Anna wants to leave Moscow the next day. Dolly finds her sister-in-law strangely nervous, always close to tears, but Anna is unable to tell her why, that she is leaving sooner than intended in order to avoid Vronsky. She confesses to Dolly that Kitty is jealous on her account and she had caused her misery at the ball. Dolly remonstrates soothingly, saying she is glad that her sister had no further hopes for Vronsky since he is so fickle. At parting the two women embrace and profess sincere affection.
Nervous and excited, Anna is relieved to be on the train journeying home to her son and husband and resume her nice comfortable way of life again. She thinks of Vronsky and wonders at her vague feeling of shame when there is nothing to be ashamed about. Still tense, she alights at the next station for a breath of cold air. Suddenly Vronsky appears at her side and she is seized by a feeling of joyful pride at his look of reverence and devotion. "You know that I have come to be where you are," he says, "I can't help it." Pausing before her answer, Anna feels this moment in the midst of a snowstorm has drawn them close together. She begs him to forget, as she had forgotten it, the statement he has just uttered.

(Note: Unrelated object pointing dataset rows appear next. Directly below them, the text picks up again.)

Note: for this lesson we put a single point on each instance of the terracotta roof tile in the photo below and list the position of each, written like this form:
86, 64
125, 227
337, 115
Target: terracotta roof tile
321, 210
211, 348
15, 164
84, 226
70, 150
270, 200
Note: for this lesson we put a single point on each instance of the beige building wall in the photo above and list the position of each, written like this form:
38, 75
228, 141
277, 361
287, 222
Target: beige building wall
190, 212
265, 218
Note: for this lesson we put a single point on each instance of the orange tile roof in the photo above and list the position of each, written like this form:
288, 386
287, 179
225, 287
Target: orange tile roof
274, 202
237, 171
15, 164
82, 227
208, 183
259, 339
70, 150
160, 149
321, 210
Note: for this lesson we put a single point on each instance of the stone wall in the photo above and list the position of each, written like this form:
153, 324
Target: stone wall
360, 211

Still in her tense mood, Anna cannot sleep for the rest of the trip. Meeting her husband at the station, she feels dissatisfied with "his imposing and frigid figure, his high pitched voice, now noticing how his ears stick out." What she suddenly recognizes for the first time, is "an intimate feeling, like a consciousness of hypocrisy, which she experienced in her relations with her husband."